Cultural assimilation as a human capital formation process: Theory and empirical evidence /

Saved in:
Bibliographic Details
Author / Creator:Marrone, James Vincent, author.
Imprint:2017.
Ann Arbor : ProQuest Dissertations & Theses, 2017
Description:1 electronic resource (122 pages)
Language:English
Format: E-Resource Dissertations
Local Note:School code: 0330
URL for this record:http://pi.lib.uchicago.edu/1001/cat/bib/11715015
Hidden Bibliographic Details
Other authors / contributors:University of Chicago. degree granting institution.
ISBN:9780355076776
Notes:Includes supplementary digital materials.
Advisors: Casey Mulligan Committee members: Steven Durlauf; Kevin Murphy.
Dissertation Abstracts International, Volume: 78-12(E), Section: A.
English
Summary:Unlike economic assimilation -- the process of immigrants' wages converging to those of natives -- cultural assimilation -- the process whereby people adopt specific beliefs, languages, or modes of daily life to conform to those around them -- has not been studied in depth using economic tools. This thesis examines cultural assimilation and cultural change as processes resulting from human capital investments. Unlike past studies, where assimilation is viewed as a passive process or as serving to signal identity in a static world, a human capital approach to assimilation emphasizes the productive aspects of culture and nests assimilation into a framework of supply and demand, with intertemporal constraints and forward-looking actors. I focus on three aspects of assimilation that have not been fully examined: the theory of cultural change, empirical evidence for different qualitative types of cultural change, and the proper measurement of cultural human capital.
In the first chapter, I develop a learning-by-doing theory of cultural assimilation, in which an individual's cultural identity is determined by past investments in culture-specific social capital. The model incorporates several empirically relevant aspects of assimilation that have been difficult to explain in past models. The mechanism in my model yields two possible qualitative outcomes of the assimilation process, depending on the intertemporal complementarities of investment. The first, in which individuals become more homogeneous over time, has been used to explain immigrants' wage assimilation.
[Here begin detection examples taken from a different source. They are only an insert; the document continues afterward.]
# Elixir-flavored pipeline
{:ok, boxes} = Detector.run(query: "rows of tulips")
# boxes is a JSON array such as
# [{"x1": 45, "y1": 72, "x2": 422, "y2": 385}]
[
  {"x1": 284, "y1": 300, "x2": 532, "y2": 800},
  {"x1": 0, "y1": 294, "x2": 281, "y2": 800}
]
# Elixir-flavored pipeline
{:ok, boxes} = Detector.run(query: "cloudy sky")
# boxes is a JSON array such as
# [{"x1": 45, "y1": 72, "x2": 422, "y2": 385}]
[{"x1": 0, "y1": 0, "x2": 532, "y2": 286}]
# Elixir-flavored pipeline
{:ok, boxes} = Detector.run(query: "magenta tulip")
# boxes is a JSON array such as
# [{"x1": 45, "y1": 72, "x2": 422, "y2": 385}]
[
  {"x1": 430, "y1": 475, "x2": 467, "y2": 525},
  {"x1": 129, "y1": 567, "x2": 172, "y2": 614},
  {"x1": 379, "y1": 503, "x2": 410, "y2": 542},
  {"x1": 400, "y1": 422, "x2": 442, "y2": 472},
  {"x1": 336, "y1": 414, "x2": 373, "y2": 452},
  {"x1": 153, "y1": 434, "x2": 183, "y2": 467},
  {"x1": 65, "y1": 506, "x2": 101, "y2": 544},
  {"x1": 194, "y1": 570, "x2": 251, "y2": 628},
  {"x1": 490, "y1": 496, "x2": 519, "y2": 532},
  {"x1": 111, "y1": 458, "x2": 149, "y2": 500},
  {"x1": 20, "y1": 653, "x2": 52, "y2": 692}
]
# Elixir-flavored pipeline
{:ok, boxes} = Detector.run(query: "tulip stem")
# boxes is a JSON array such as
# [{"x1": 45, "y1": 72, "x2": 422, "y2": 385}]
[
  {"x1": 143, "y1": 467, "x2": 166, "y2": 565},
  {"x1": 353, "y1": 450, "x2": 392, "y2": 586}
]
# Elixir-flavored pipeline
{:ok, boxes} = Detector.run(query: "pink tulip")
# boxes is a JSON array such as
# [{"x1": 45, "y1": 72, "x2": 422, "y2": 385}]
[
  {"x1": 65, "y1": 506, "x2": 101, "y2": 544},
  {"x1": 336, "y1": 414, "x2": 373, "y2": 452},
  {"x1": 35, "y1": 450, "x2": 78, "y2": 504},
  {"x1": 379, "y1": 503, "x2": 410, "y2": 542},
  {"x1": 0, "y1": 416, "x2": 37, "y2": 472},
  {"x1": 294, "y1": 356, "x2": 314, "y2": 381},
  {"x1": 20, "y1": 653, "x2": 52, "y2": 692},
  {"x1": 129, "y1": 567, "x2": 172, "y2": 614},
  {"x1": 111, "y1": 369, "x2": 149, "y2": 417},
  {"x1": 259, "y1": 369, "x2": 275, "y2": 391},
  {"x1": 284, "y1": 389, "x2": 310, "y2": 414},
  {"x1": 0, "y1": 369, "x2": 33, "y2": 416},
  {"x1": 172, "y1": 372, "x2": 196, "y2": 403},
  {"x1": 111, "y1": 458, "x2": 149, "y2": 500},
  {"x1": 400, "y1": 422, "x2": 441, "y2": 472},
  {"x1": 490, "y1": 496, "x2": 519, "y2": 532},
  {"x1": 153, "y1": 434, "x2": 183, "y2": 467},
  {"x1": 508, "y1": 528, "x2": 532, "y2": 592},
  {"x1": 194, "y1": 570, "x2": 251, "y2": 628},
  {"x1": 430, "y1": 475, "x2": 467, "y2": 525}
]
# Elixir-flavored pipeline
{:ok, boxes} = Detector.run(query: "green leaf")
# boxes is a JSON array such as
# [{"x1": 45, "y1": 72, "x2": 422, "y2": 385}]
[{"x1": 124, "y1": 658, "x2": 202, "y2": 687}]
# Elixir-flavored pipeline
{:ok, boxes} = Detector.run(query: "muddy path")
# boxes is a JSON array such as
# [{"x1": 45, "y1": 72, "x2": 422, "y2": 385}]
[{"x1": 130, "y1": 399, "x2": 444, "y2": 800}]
The second, in which individuals become more heterogeneous as some assimilate and some do not, has vastly different implications for immigration and integration policies. As a purely theoretical exercise, the chapter offers a new model of group formation: rather than emerging from individuals forming and erasing costly bonds in a multi-period game, social networks can form endogenously via investment in productive capital.
In the second chapter, I use detailed datasets from three immigrant destination countries to evaluate whether assimilation patterns adhere to the predictions of the first or second type of process from Chapter 1. The data provide a variety of evidence from linguistic, identity, and religiosity measures that cultural assimilation (in contrast to economic assimilation) most closely resembles the second type of process. The regressions typically used on cultural survey data are ordered probit or logistic regressions, or studies will collapse ordinal variables into binary data. A major point of this chapter is that such regressions may be statistically inappropriate, and at the very least can miss important information about the second moment of the distribution -- for example, the fact that there is a long tail of individuals who assimilate very slowly, and who are possibly the most important targets of policy interventions.
In Chapter 3, I construct new measures of linguistic human capital. Using the same data from Chapter 2, I show that different measures of linguistic skills (such as speaking, writing, and reading) measure different dimensions of language fluency. Thus, a proper measure of linguistic skill must incorporate multiple dimensions of evidence. I estimate a continuous latent trait for linguistic skill using a set of 11 survey questions. The methodology comes from the psychometrics literature, designed specifically for analyzing ordinal test data of the sort used to measure language skills. The measures control for systematic differences in the ways different groups answer questions (Differential Item Functioning, or DIF) across groups. I use different latent factor constructs along with standard measures of past studies (binary variables or simple averages of reading/speaking/writing/understanding) to re-estimate the determinants of language skills and the wage premium for learning a language. I show that the results are not sensitive to the exact form of the latent factor, but they are quite different from the results using only binary or discrete variables. In particular, past studies have mis-estimated the wage premium for language skill; I find that there is a premium for speaking, and an additional premium (of almost the same size) for reading/writing in addition to speaking.